ふざけ半分で悪口を書き込んだり、ネット上なら何をやっても大丈夫と考えてしまう場合があります。
グループ機能と閉鎖性
LINEグループで起きるいじめは、学校のクラスで起きるいじめととても似ています。以下の図は、クラス内で起こるいじめの構造を簡単に示したものです。
クラスの中でのいじめは、まわりで見ている人たちが「いじめる人といじめられる人」を取り囲むことで、外にいじめの事実が伝わりにくくなっています。そのため、先生がいじめに気づくことが難しくなってしまうのです。
では、LINEいじめと比較してみましょう。以下の図は、「LINEいじめ」が発生している状況を簡単に示したものです。
LINEグループの中でも、多くの人が見ているだけで何もせず、いじめの事実が外に広まることがありません。学校内のいじめなら、グループ外の誰かがいじめに気づき、先生に知らせることができます。

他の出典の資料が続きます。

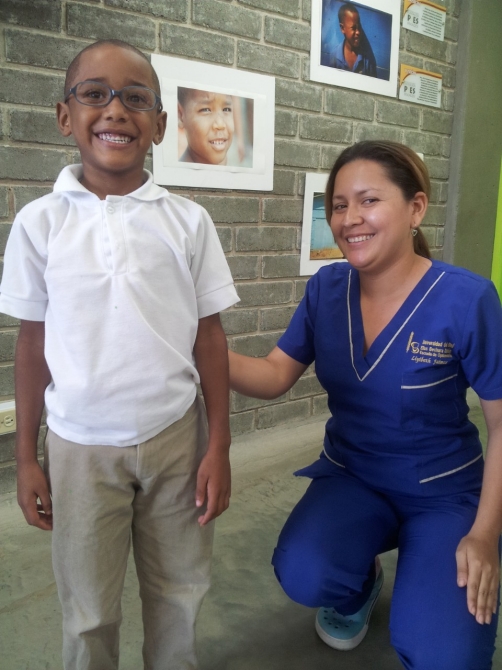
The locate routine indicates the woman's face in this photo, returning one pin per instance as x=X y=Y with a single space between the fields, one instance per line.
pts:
x=371 y=220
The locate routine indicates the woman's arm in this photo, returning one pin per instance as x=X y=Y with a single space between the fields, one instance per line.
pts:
x=264 y=378
x=478 y=563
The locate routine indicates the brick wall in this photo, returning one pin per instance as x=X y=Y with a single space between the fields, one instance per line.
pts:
x=260 y=232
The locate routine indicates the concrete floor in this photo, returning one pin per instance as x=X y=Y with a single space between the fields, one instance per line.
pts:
x=246 y=623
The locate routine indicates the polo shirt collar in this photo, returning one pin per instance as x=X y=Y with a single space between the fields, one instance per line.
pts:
x=69 y=176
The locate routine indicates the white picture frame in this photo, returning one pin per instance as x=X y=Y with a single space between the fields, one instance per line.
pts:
x=383 y=22
x=317 y=239
x=248 y=155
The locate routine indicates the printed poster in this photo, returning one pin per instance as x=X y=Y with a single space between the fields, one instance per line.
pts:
x=425 y=17
x=420 y=86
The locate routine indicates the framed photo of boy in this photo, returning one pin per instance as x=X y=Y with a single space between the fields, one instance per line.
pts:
x=318 y=247
x=356 y=44
x=220 y=126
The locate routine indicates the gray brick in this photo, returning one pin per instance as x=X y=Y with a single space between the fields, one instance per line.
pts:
x=365 y=131
x=439 y=168
x=25 y=194
x=225 y=235
x=265 y=238
x=446 y=71
x=4 y=202
x=306 y=386
x=437 y=122
x=41 y=14
x=254 y=345
x=298 y=95
x=8 y=340
x=324 y=129
x=30 y=88
x=281 y=266
x=423 y=143
x=243 y=267
x=240 y=321
x=276 y=318
x=320 y=404
x=350 y=104
x=436 y=215
x=7 y=379
x=4 y=234
x=227 y=18
x=277 y=414
x=34 y=126
x=267 y=59
x=229 y=209
x=414 y=61
x=329 y=156
x=31 y=164
x=287 y=33
x=174 y=10
x=96 y=23
x=296 y=154
x=284 y=182
x=426 y=46
x=398 y=113
x=430 y=235
x=451 y=29
x=448 y=100
x=287 y=7
x=286 y=123
x=282 y=210
x=239 y=403
x=40 y=50
x=306 y=10
x=265 y=293
x=241 y=423
x=196 y=44
x=300 y=287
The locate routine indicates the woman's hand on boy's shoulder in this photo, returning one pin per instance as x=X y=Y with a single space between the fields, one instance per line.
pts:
x=33 y=495
x=213 y=484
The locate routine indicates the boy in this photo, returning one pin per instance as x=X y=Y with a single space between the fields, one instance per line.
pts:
x=118 y=285
x=208 y=121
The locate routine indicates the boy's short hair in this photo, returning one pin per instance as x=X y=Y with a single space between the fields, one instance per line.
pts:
x=347 y=7
x=72 y=70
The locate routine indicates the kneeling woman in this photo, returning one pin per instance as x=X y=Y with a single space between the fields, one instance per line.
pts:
x=397 y=339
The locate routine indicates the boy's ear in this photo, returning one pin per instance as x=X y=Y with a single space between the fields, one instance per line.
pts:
x=161 y=128
x=63 y=117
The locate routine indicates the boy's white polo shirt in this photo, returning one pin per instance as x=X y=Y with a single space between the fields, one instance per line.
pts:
x=121 y=284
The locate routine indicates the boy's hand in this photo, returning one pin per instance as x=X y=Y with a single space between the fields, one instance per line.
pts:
x=213 y=484
x=32 y=486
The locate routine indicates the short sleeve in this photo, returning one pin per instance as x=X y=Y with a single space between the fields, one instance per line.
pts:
x=214 y=286
x=23 y=289
x=481 y=348
x=298 y=340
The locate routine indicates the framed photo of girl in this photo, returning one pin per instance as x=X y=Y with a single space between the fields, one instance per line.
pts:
x=356 y=44
x=220 y=126
x=318 y=248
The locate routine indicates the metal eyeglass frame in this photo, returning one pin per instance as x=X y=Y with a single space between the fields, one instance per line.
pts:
x=114 y=94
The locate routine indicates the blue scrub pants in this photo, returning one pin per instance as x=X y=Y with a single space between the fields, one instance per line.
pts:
x=325 y=557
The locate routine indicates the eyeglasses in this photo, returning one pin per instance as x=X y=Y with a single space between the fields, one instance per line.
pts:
x=97 y=94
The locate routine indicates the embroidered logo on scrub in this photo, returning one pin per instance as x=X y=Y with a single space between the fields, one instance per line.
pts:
x=431 y=352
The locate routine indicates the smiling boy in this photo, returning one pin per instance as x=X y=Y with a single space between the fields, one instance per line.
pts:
x=208 y=121
x=118 y=285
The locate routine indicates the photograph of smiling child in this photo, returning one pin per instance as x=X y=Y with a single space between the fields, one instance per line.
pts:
x=214 y=128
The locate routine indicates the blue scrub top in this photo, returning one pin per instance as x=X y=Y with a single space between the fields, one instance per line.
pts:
x=399 y=414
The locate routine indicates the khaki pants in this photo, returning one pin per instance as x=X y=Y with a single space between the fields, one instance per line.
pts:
x=102 y=497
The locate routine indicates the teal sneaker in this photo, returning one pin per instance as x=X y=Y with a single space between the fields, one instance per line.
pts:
x=346 y=632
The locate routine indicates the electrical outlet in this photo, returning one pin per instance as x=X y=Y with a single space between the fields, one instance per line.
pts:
x=7 y=417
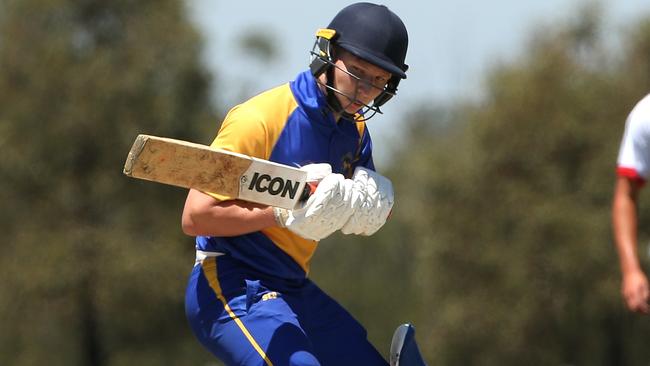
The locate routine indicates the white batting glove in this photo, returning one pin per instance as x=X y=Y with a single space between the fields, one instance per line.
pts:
x=373 y=201
x=326 y=210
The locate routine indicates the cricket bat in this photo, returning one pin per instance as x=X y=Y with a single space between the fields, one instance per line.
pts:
x=238 y=176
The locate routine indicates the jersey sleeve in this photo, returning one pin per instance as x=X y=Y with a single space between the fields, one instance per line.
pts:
x=634 y=154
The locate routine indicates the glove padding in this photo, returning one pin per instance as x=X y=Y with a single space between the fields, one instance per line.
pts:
x=326 y=210
x=372 y=201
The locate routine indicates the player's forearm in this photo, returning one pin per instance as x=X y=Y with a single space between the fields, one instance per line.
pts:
x=624 y=216
x=207 y=217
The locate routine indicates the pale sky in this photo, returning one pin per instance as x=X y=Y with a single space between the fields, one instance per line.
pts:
x=451 y=43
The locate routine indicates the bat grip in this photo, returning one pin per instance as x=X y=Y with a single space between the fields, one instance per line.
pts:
x=310 y=188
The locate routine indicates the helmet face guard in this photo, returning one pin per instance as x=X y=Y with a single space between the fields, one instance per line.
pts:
x=323 y=60
x=371 y=32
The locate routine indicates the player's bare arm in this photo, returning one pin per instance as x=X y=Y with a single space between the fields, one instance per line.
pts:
x=634 y=285
x=204 y=215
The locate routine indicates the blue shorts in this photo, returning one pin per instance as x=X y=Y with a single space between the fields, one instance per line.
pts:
x=247 y=318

でも、LINEいじめの場合、グループの中だけの話になりやすく、外からいじめの事実を知ることができません。そのため、先生たちがLINEいじめに気づくことがとても難しいのです。
同調圧力がかかる
LINEのグループでは、みんなと同じようにする圧力が強くかかります。例えば、グループ内でいじめがあった時、それを止めようとすれば、グループから外されるかもしれません。

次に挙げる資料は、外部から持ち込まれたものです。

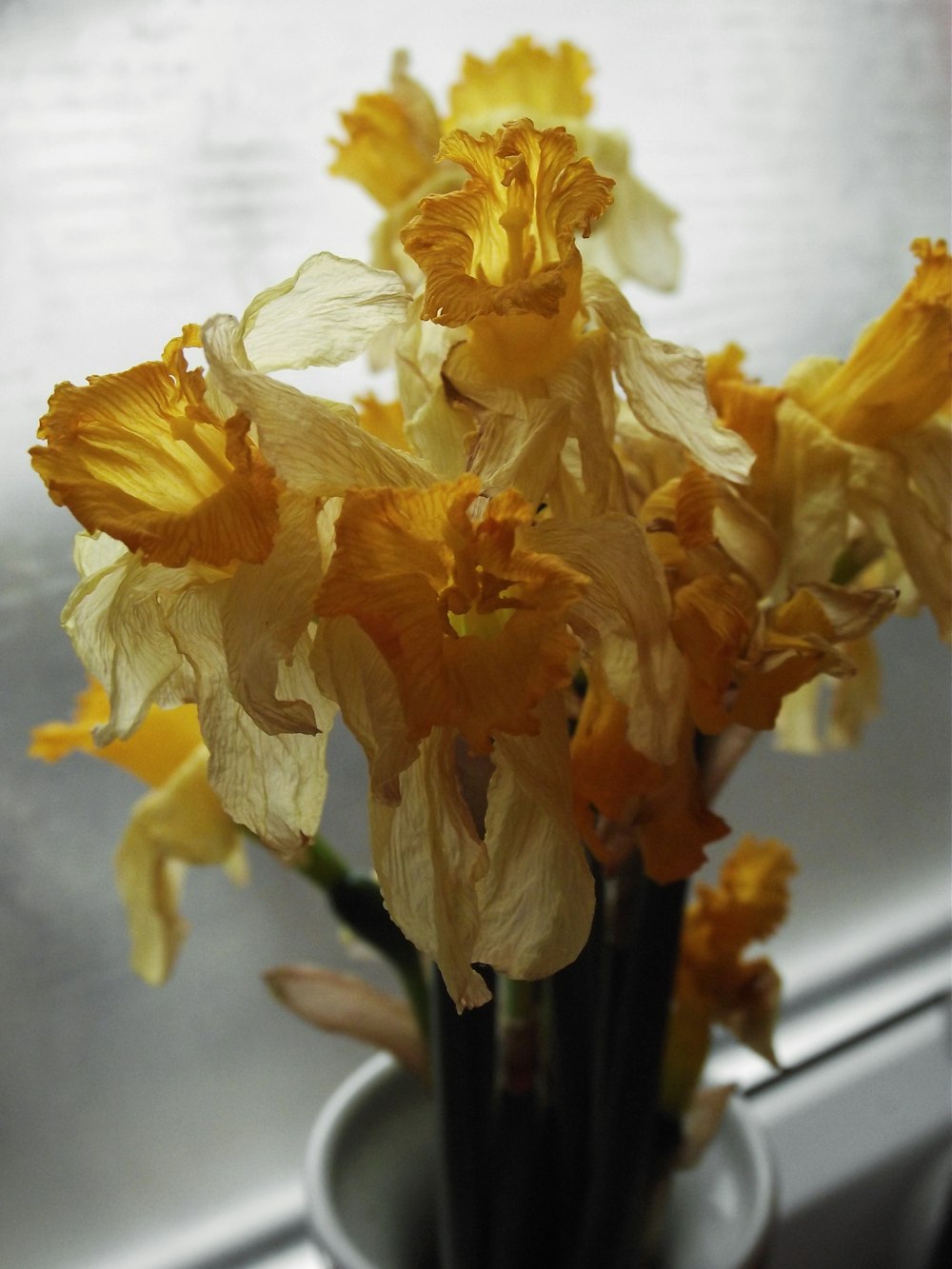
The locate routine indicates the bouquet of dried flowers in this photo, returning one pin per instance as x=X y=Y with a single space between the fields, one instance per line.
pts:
x=554 y=587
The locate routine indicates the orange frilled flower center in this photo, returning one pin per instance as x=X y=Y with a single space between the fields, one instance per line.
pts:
x=505 y=245
x=471 y=622
x=143 y=457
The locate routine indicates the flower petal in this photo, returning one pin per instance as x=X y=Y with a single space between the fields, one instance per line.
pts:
x=429 y=861
x=326 y=315
x=316 y=446
x=347 y=1004
x=181 y=823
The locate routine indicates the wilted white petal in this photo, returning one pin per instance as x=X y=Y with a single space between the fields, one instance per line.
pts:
x=273 y=784
x=326 y=315
x=623 y=620
x=316 y=446
x=266 y=616
x=179 y=823
x=347 y=1004
x=116 y=621
x=537 y=899
x=429 y=860
x=665 y=385
x=635 y=237
x=350 y=670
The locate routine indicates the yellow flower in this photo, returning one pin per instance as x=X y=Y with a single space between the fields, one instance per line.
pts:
x=715 y=983
x=388 y=133
x=471 y=624
x=179 y=823
x=855 y=458
x=499 y=254
x=143 y=457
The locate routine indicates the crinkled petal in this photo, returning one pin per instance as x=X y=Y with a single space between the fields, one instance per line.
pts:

あるいは、自分がいじめの対象になってしまうかもしれません。こうした怖さから、いじめに加わったり、見て見ぬふりをしてしまうのです。
LINEいじめへ8つの対処法
それでは、実際にLINEいじめへの対処はどのようにすればいいのかをご紹介していきます。LINEいじめはモニタリングが難しいため、児童生徒を内面から変えていくことが大切です。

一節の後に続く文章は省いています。